Ambani’s gamble pays off
Recent investments are a winwin for Jio and US tech majors
Google. Facebook. Intel. Qualcomm. A bunch of storied private equity firms and sovereign wealth funds. These are some of the companies that have, in the span of a year, together invested around ₹150,000 crore in Jio Platforms for a one-third ownership of the company promoted by India’s richest man, Mukesh Ambani. The investments have come in neatly in the period between Reliance’s 2019 and 2020 annual general meetings (AGMS). Why is everyone investing in Jio Platforms?
That’s an easy question. Combining hi-tech with low cost, and aided by a conducive regulatory regime, Mr Ambani has built India’s largest telecom company (it has a one-third share of the market), ahead of Vodafone Idea and Bharti Airtel. It has one of the most modern high speed wireless networks in the country, and while building this, it launched services at a price its competitors called “predatory”. This cost the company a lot of money (and forced it to take on debt), but the investments that have flowed in over the past year show that Mr Ambani’s strategy has paid off. Having built the pipe (as analysts called it), and acquired customers (for long, Reliance was criticised for faltering in consumer businesses), Mr Ambani has embarked on doing what Reliance does best — integrating forwards and backwards. The synergies and linkages between telecom, banking, and retail have been known since the early 2000s, and Jio (or its parent Reliance) has a toehold in all three. On Wednesday, during the Reliance AGM, Mr Ambani also announced that his company is capable of building 5G networks on its own — obviating the need to tap companies such as China’s Huawei (at the receiving end of the global backlash against China and concerns that the company could provide a backdoor into its network, for surveillance, to Chinese authorities). Mr Ambani’s father, Dhirubhai Ambani, followed the same strategy in the petrochemicals business — integrating forward and backward to own the entire supply chain. Mukesh Ambani has sought to do the same thing in petroleum (with limited success), retail (where Reliance Retail’s farmto-fork strategy is playing out), and telecom.
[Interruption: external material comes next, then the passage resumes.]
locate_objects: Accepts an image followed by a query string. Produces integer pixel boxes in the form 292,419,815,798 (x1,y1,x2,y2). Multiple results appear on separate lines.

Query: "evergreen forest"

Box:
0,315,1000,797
There is one difference, though. In the 1980s, the company’s efforts at integration were largely driven by a desire to reap costefficiencies. Now, its expansive play revolves around data and information — something that American technology majors realise. They were locked out of China, and while they were present in India, none of them were in a position to dominate the emerging digital landscape (which has leapfrogged at least a decade on account of Covid-19). Their investments in Jio give them all stake in a business that could do just that.